Not all beaches are about barefoot charm – how about a beach where the sand brushes up against the city limits? If you can hack the pace, try Chowpatty in Mumbai – it’s a popular beach for city dwellers looking to chill out, party or just hang out, at the weekend. There are families, party animals and couples alike. Expect beach games by day, but when it really comes alive is at night when the amusement parks, performance artists and street food pop up. This is not a beach for bathing – it’s more about people watching and atmosphere.
If you want somewhere to stay that’s an oasis away from the hubbub, try The Gordon House Hotel in South Mumbai. It’s contemporary, clean, the breakfast and wi-fi are free and it costs around £160 a night. While you’re there make sure you try street food, nip into the souk, grab a coffee in an Iranian café and try to get into a Bollywood film – or at least watch one being made.
If you want a city beach that’s a little less frenetic, try Miami. There’s still the party atmosphere and people watching, but fewer crowds and the temperature is in the mid 20s. Miami Beach, and more specifically, South Beach, have a great buzz.

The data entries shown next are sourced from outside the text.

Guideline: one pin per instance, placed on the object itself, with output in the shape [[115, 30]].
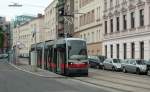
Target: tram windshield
[[77, 50]]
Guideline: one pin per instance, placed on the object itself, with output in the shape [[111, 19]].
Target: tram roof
[[73, 39]]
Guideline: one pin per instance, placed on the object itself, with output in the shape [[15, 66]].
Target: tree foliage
[[1, 37]]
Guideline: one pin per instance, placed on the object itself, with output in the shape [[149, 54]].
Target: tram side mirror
[[61, 47]]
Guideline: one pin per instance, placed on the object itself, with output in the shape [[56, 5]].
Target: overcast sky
[[31, 7]]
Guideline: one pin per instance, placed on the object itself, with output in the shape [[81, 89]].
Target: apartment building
[[5, 25], [23, 34], [50, 21], [126, 29], [88, 24]]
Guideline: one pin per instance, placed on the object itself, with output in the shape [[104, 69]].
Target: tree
[[1, 37]]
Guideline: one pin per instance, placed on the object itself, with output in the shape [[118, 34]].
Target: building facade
[[126, 29], [24, 36], [50, 21], [88, 24], [69, 17], [5, 25]]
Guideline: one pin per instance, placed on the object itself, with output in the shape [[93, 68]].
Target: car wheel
[[124, 70], [137, 71], [113, 69], [97, 67], [103, 67]]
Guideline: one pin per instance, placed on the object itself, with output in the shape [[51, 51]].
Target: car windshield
[[116, 60], [140, 62]]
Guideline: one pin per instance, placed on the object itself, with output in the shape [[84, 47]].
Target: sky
[[30, 7]]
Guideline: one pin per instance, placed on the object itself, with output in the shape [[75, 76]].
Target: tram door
[[60, 61], [61, 58]]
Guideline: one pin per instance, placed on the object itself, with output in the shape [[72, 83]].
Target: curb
[[35, 73]]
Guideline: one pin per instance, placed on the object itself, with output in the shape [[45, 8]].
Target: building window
[[111, 25], [142, 17], [106, 50], [118, 26], [141, 50], [118, 50], [132, 20], [124, 22], [111, 51], [125, 50], [132, 50], [105, 27]]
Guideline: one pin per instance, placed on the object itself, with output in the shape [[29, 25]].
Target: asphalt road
[[13, 80]]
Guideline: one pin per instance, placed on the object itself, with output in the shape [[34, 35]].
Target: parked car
[[112, 64], [96, 61], [148, 66], [134, 66], [2, 56]]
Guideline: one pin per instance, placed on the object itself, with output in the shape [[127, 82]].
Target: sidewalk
[[23, 66]]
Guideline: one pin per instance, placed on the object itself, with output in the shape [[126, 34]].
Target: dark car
[[96, 61], [3, 56]]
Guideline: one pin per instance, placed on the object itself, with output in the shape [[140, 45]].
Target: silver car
[[112, 64], [134, 66]]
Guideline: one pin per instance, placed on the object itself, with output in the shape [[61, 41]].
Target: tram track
[[120, 83], [121, 78]]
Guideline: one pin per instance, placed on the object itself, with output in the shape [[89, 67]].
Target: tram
[[66, 56]]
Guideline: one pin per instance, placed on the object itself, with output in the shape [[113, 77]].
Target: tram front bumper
[[77, 71]]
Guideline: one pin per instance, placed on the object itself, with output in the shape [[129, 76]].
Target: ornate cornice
[[110, 15], [131, 7]]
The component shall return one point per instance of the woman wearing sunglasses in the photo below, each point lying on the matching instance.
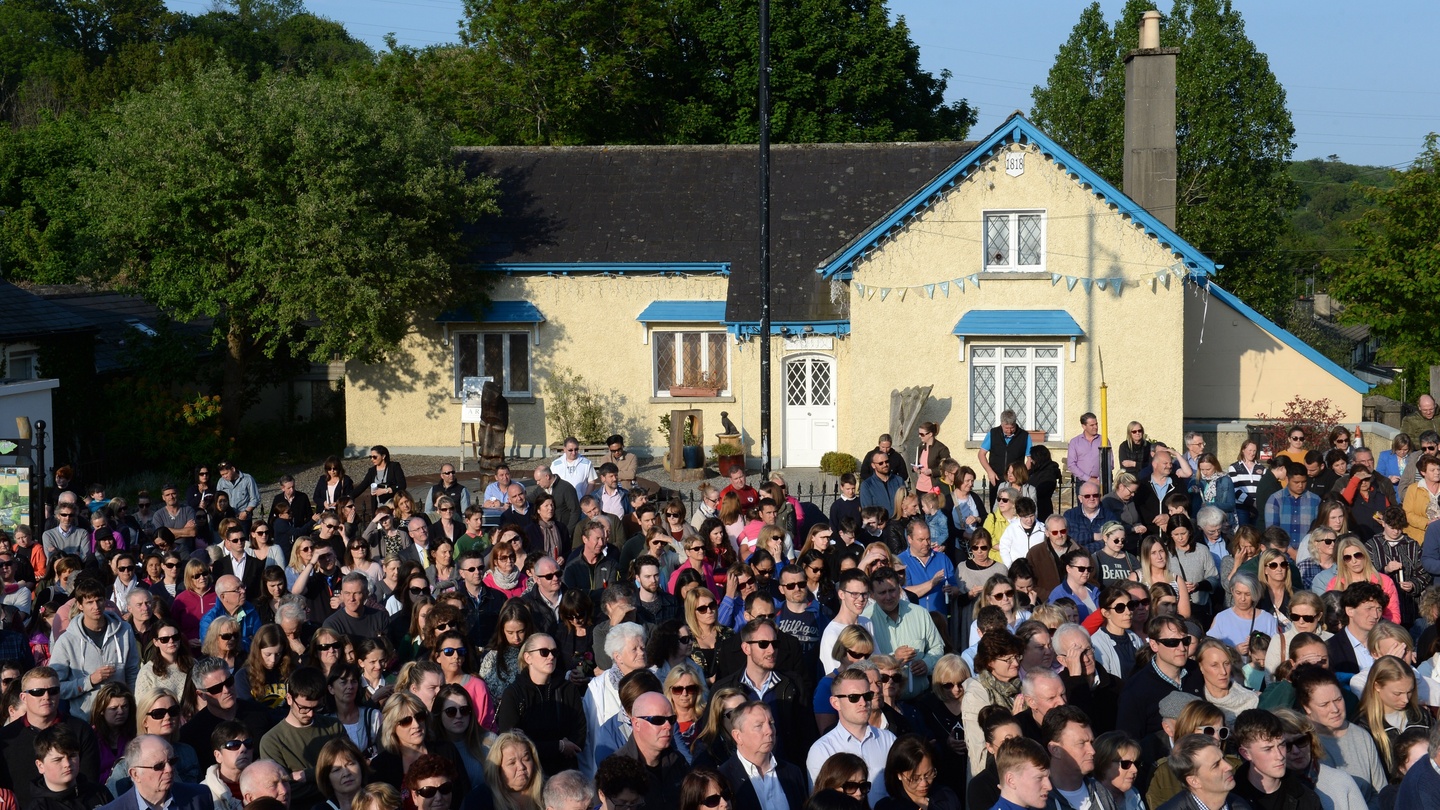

The draw is the art-deco buildings – hundreds of fascinating facades and designs overlooking the beach and its posing playthings, roller-bladers and waifs and strays.
Away from the beach, the Design District is Miami’s answer to New York’s Meatpacking District, with galleries, design shops, trendy cafes and bars.
As for where to stay, the Fontainebleau resort has it all – pool, spa, nightclubs, pool-side cabanas with flat-screen televisions… but is a pricey, at £248 a night, or there are cheaper options like the Ocean Surf, an art deco property in North Beach, from £64 B&B.